3.1 Beschreibung der Kohorte

222 Kinder und Jugendliche wurden insgesamt in die Kohorte eingeschlossen.

Mit 45,0% männlichen (n = 100/222) und 55,0% weiblichen (n = 122/222) Patienten lag eine leichte Dominanz des weiblichen Geschlechts vor. Das Alter der Patienten im Jahr 2017 lag zwischen 5 und 18 Jahren, mit einem Durchschnittsalter von 12,5 Jahren (Median 13 Jahre; SD 3,4; Abbildung 1). Die Patienten stellten sich im Jahr 2017 durchschnittlich etwa 3 Mal (n = 222; Median 2; Min. 1; Max. 22; SD 2,3) vor.
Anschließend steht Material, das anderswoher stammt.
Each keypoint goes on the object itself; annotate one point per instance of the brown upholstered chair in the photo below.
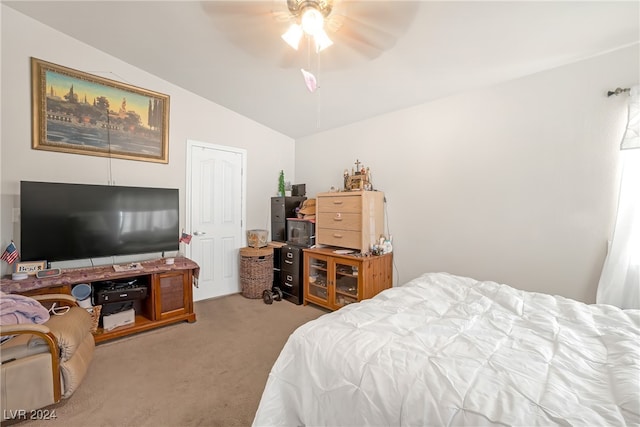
(44, 363)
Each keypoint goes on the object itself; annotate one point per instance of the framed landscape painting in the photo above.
(77, 112)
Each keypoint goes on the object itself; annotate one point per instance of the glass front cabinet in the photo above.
(334, 280)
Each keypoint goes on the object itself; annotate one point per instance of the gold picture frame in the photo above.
(80, 113)
(30, 267)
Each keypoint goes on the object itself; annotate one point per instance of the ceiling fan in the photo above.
(357, 30)
(310, 16)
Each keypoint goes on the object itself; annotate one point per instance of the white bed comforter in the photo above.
(445, 350)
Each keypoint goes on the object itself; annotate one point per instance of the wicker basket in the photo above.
(256, 271)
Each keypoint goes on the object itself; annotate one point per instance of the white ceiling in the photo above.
(231, 52)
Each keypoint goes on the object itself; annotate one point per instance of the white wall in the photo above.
(191, 118)
(515, 183)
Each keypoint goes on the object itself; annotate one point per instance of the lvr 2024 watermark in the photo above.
(23, 414)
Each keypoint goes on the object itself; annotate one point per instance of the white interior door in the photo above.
(215, 216)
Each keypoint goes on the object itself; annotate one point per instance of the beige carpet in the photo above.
(208, 373)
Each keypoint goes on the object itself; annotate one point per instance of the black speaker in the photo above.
(281, 209)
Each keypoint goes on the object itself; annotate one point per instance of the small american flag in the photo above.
(186, 238)
(10, 254)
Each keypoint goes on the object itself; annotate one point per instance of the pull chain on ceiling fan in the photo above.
(310, 20)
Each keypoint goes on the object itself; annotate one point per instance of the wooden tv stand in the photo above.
(169, 294)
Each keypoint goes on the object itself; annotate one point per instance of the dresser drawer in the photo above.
(340, 204)
(341, 238)
(341, 221)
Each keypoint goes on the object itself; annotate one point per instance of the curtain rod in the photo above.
(618, 91)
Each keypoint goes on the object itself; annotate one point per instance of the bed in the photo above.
(445, 350)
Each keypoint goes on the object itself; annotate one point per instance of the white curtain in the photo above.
(620, 279)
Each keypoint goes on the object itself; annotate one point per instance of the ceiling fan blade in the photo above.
(372, 26)
(253, 26)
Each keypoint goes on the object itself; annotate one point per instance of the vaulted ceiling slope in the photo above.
(387, 55)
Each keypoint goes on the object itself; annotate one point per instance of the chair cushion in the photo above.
(19, 347)
(26, 384)
(70, 329)
(73, 371)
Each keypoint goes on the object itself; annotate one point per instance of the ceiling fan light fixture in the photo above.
(311, 21)
(322, 40)
(293, 35)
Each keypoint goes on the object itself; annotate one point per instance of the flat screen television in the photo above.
(60, 221)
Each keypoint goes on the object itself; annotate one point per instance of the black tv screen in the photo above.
(61, 221)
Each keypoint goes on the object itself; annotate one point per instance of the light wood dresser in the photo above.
(350, 219)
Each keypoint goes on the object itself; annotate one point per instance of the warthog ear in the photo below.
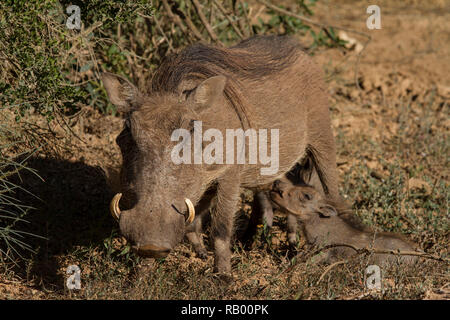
(121, 92)
(208, 92)
(327, 211)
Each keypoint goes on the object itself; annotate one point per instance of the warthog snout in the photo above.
(151, 251)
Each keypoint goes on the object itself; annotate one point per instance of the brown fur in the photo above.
(264, 82)
(322, 225)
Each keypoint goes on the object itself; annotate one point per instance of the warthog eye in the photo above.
(307, 196)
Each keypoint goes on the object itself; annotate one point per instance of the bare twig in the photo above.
(158, 25)
(324, 27)
(365, 250)
(174, 17)
(247, 20)
(232, 22)
(202, 17)
(329, 268)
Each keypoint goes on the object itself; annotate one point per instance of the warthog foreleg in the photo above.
(222, 220)
(194, 230)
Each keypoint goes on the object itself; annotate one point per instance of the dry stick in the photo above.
(233, 24)
(383, 251)
(191, 25)
(202, 17)
(158, 25)
(236, 13)
(329, 268)
(247, 20)
(324, 27)
(175, 18)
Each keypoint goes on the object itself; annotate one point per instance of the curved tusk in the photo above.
(114, 206)
(191, 210)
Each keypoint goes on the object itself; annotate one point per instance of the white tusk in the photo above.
(114, 206)
(191, 209)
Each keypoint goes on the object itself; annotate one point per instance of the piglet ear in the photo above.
(327, 211)
(121, 92)
(208, 92)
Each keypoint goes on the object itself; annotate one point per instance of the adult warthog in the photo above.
(261, 83)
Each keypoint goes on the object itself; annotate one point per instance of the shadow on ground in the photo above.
(71, 209)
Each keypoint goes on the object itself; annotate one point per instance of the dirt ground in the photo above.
(390, 115)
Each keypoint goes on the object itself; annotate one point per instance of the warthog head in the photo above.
(158, 195)
(303, 201)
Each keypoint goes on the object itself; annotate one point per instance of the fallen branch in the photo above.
(325, 28)
(233, 24)
(366, 250)
(203, 19)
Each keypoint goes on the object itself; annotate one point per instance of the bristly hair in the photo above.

Die meisten Patienten waren auch im Jahr 2016 bereits wegen Kopfschmerzen am SPZ in Behandlung gewesen, der Mittelwert lag bei zwei Vorstellungen im Vorjahr (n = 204;

Median 1; Min. 0; Max. 14; SD 2,7).

Abbildung 1: Alter der Patienten zum Zeitpunkt der Studie in Jahren (n = 222):

Darstellung der absoluten Häufigkeiten; Min. 5; Max. 18; Mittelwert 12,5; Median 13;

Standardabweichung 3,4.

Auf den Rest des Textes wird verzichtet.